🔒 Ransomware Ransomware
Malicious software that locks you out of your own files or computer (usually by encrypting them) and then demands a payment, the ransom, to give access back. The payment is almost always demanded in cryptocurrency.
🏠 The simple version — a burglar with your own safe
Picture a burglar who breaks in, locks all your belongings inside a safe right there in your house, and says they will only hand over the combination if you pay. Your things are still in front of you, but you can't use them. That's ransomware. The safe is encryption (a way of scrambling files so they're useless without the right key), and the combination is the decryption key the attacker is holding hostage.

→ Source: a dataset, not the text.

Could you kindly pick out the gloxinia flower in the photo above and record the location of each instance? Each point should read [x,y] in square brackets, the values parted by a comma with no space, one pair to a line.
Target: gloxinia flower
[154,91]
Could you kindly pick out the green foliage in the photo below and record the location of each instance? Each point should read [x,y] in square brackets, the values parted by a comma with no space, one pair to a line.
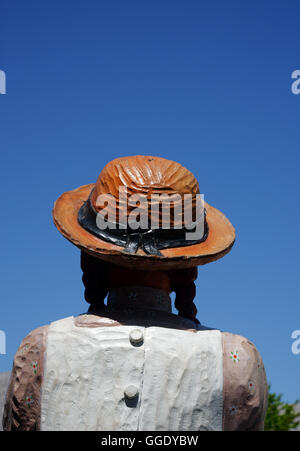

🦠 How a computer catches it
Most infections start with a simple trick. A victim is fooled into running the malware through a phishing email attachment or link, a malicious ad, or out-of-date software that has a hole the attacker can exploit. Once it's running it quietly encrypts files and can spread across a whole network before a single ransom note ever appears.
- 📧 Phishing — a fake email gets you to open an attachment or click a link
- 📢 Malvertising — a poisoned online ad delivers the malware
- 🕳️ Old software — unpatched programs leave a hole attackers slip through
🧰 These are social engineering at work: the weakest link is usually a person being rushed or tricked, not the computer itself.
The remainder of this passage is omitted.